In un videomessaggio in lingua inglese indirizzato al pubblico libanese, Netanyahu ha detto che il popolo libanese “ha l’opportunità di salvare il Libano prima che cada nell’abisso di una lunga guerra che porterà alla distruzione e alla sofferenza come vediamo a Gaza. Non deve essere così… Liberate il vostro paese da Hezbollah in modo che il vostro paese possa prosperare di nuovo, in modo che le generazioni future di bambini libanesi e israeliani non conoscano né la guerra né lo spargimento di sangue, ma possano finalmente vivere insieme in pace”.

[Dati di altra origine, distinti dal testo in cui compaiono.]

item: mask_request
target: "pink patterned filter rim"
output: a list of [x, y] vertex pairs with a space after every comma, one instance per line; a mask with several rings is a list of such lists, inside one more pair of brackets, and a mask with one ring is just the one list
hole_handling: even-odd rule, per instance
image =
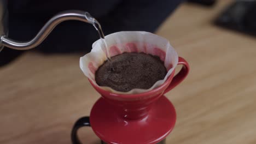
[[98, 68], [107, 61], [106, 51], [101, 47], [103, 44], [101, 39], [92, 44], [90, 53], [80, 58], [80, 68], [92, 82], [102, 89], [119, 94], [137, 94], [153, 89], [162, 85], [172, 73], [178, 63], [178, 54], [169, 41], [156, 34], [139, 31], [120, 32], [105, 37], [111, 57], [124, 52], [144, 52], [158, 56], [164, 62], [167, 74], [164, 80], [159, 80], [149, 89], [135, 88], [127, 92], [117, 91], [109, 87], [98, 86], [95, 79]]

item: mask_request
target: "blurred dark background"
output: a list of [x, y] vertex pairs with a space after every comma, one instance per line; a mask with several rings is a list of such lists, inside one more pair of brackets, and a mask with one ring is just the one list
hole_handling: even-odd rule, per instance
[[[182, 0], [32, 1], [9, 0], [9, 37], [18, 40], [32, 39], [44, 24], [56, 14], [66, 10], [89, 11], [102, 25], [105, 35], [121, 31], [154, 33]], [[211, 8], [215, 0], [189, 0], [187, 2]], [[215, 24], [249, 34], [256, 34], [256, 2], [234, 1], [223, 9]], [[88, 52], [98, 39], [90, 25], [66, 21], [57, 26], [35, 50], [44, 53]], [[0, 52], [0, 67], [24, 51], [4, 49]]]

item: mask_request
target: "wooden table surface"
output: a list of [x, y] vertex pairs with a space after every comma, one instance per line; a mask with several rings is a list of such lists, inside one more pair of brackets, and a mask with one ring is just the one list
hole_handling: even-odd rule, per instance
[[[256, 39], [211, 23], [230, 2], [219, 1], [183, 4], [157, 32], [191, 67], [167, 94], [177, 113], [167, 143], [256, 143]], [[74, 122], [100, 98], [79, 69], [82, 55], [30, 52], [0, 69], [0, 143], [71, 143]], [[79, 136], [99, 143], [90, 128]]]

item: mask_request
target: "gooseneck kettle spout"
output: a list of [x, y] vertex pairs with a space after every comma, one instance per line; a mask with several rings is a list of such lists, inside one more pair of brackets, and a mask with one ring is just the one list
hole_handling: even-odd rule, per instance
[[[94, 25], [95, 22], [97, 22], [96, 20], [88, 12], [80, 10], [65, 11], [50, 19], [42, 28], [36, 37], [30, 41], [16, 41], [9, 38], [3, 34], [0, 38], [0, 47], [4, 46], [19, 50], [33, 49], [43, 42], [55, 26], [63, 21], [68, 20], [78, 20]], [[0, 48], [0, 49], [1, 49]]]

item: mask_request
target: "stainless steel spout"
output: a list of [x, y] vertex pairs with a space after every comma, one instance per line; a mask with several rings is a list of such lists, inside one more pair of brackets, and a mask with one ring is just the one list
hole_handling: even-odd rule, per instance
[[19, 41], [9, 38], [5, 35], [0, 38], [0, 47], [3, 46], [19, 50], [31, 49], [39, 45], [59, 23], [68, 20], [78, 20], [94, 25], [97, 21], [89, 13], [80, 10], [67, 10], [60, 13], [51, 19], [42, 28], [36, 36], [27, 41]]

Ieri, a riprova della determinazione israeliana di chiudere la partita con l’eliminazione di Hezbollah, per la prima volta le IDF (forze armate israeliane) hanno portato dei giornalisti israeliani in un villaggio nel Libano meridionale, un chiaro segnale, commenta il Times of Israel, che ritengono di aver acquisito il controllo operativo sulla zona.
Altri segnali della nuova realtà abbondano. Israele ha tagliato una serie di aperture nella recinzione di confine per consentire ai veicoli dell’IDF di attraversare il Libano e le aperture sono ora completamente incustodite.
IDF ha portato i giornalisti in territorio nemico su Hummer scoperti, senza paura di cecchini o mine.
Hezbollah ha sicuramente ancora un po’ di forza ma è ben lungi dall’essere la difesa organizzata e altamente professionale che molti si aspettavano. I soldati hanno detto ai giornalisti di aver affrontato attacchi non coordinati da parte di piccole cellule, che vengono inevitabilmente eliminate. I soldati di un’altra brigata hanno detto al Times of Israel che i combattenti Hezbollah rimasti nel loro settore sono per lo più scoraggiati, nonostante organizzino i periodici agguati.
Per il Libano e per l’intero Medio Oriente, si aprono nuovi scenari.
L’Onu ha fallito da tempo e potrebbe anche tornare a casa.